Doutor Wanderley, o coveiro e o defunto

Doutor Wanderley, o coveiro e o defunto – Foto: Pixabay
Márcio Magno Passos

Único médico na cidade, doutor Wanderley acabara de entrar em casa debaixo de um temporal nunca visto. Estava exausto após um dia inteiro de andanças pela zona rural, atendendo o sofrido e carente povo da roça. Médico exemplar e de alto espírito humanista, ele gozava de grande prestígio e respeito de toda a população.

Mal esticara as pernas sobre o sofá, tocaram a campainha da casa. Era Quinzinho da assistência social, molhado da cabeça aos pés.

– Doutor Wanderley, me perdoe o incômodo, mas preciso de sua ajuda.

– O que aconteceu, Quinzinho?

– Hoje pela manhã, encontramos um andarilho morto na entrada da cidade, mas o senhor já tinha ido para a roça. Preciso do atestado de óbito para enterrar o corpo.

– A gente podia deixar isso para amanhã, Quinzinho. – Falou o médico que já não aguentava mais de cansaço.

– Tem lugar para o corpo ficar não, doutor. Tem que enterrar – insistiu Quinzinho – já até arrumei ele no caixão. Tá tudo pronto – falou.

Doutor Wanderley quase não acreditava. Ter que sair debaixo daquele temporal, depois de um dia inteiro de muito trabalho, era o que ele menos queria. O médico pensou, pensou e arriscou:

– Você tem certeza que não é gente da cidade?

– Absoluta, Doutor. Não é gente daqui não.

– E você tem certeza absoluta que ele está mesmo morto? – insistiu o médico.

– É claro Doutor. Já encontrei o nego duro, frio e sem respirar nadinha – garantiu Quinzinho demonstrando seus conhecimentos fúnebres.
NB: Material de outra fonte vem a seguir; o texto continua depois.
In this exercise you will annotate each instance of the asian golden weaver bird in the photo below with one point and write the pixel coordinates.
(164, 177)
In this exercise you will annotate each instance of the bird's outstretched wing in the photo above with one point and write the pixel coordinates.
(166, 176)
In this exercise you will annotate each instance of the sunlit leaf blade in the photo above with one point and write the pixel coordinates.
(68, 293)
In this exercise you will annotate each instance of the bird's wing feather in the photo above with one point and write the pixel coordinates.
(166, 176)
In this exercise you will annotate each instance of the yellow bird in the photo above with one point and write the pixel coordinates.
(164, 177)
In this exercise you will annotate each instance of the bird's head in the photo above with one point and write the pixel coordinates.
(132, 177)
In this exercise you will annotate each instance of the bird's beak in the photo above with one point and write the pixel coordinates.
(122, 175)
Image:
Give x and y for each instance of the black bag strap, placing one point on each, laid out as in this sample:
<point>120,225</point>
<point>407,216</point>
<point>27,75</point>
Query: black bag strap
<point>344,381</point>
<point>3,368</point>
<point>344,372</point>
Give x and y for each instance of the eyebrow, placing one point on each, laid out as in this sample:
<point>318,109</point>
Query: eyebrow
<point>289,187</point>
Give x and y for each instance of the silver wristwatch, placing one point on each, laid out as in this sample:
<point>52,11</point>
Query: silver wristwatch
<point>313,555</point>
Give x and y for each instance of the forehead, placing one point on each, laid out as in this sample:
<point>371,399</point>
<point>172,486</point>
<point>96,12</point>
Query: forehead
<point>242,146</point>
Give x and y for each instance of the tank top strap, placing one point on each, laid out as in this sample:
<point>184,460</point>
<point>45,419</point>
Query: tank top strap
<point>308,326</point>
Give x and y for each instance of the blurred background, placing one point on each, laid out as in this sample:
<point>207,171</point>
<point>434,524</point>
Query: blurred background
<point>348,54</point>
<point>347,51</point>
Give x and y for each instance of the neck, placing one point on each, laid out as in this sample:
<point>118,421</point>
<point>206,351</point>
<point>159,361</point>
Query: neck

O cansaço falou mais alto e o Doutor Wanderley assinou o atestado de óbito sem sair de casa. Quinzinho mais do que depressa tomou rumo e tratou de ir para o cemitério passar a encomenda pra frente. Como sempre, encontrou Zé da Cova, sentado à frente da capela com a enxada numa mão e uma garrafa de cachaça na outra.

– Zé, o atestado do Doutor Wanderley está aqui. Pode enterrar o homem – falou Quinzinho encerrando seu expediente.

– Pode deixar o papel aí que quando a chuva parar, eu jogo sete palmos de terra nele – respondeu Zé da Cova, entre um e outro gole de cachaça.

Quando a chuva parou, o coveiro tratou da encomenda. Limpou a cova, baixou o caixão, rezou uma Ave Maria e um Pai Nosso e se preparava para descer a primeira pá de terra, quando parou e falou para ele mesmo ouvir:

– É meu costume, há mais de vinte anos, só enterrar depois de ver a cara do freguês.

Retirou o caixão e abriu a tampa, para manter a tradição. Nisso, o defunto levantou meio sonolento e, ainda sentado, falou:

– Ô moço, eu não morri não…

Zé da Cova retirou o atestado de óbito do bolso, conferiu a assinatura do Doutor Wanderley e falou bravo, olhando para a cara do defunto:

– E você quer saber mais do que o Doutor Wanderley, médico competente e honesto da nossa cidade?

Ato contínuo deu uma pazada na cabeça do pobre coitado, fechou o caixão e derrubou sete palmos de terra em cima. Botou a garrafa de cachaça debaixo do braço e saiu resmungando:

– Onde já se viu, um Zé Ninguém duvidar da palavra do Doutor Wanderley.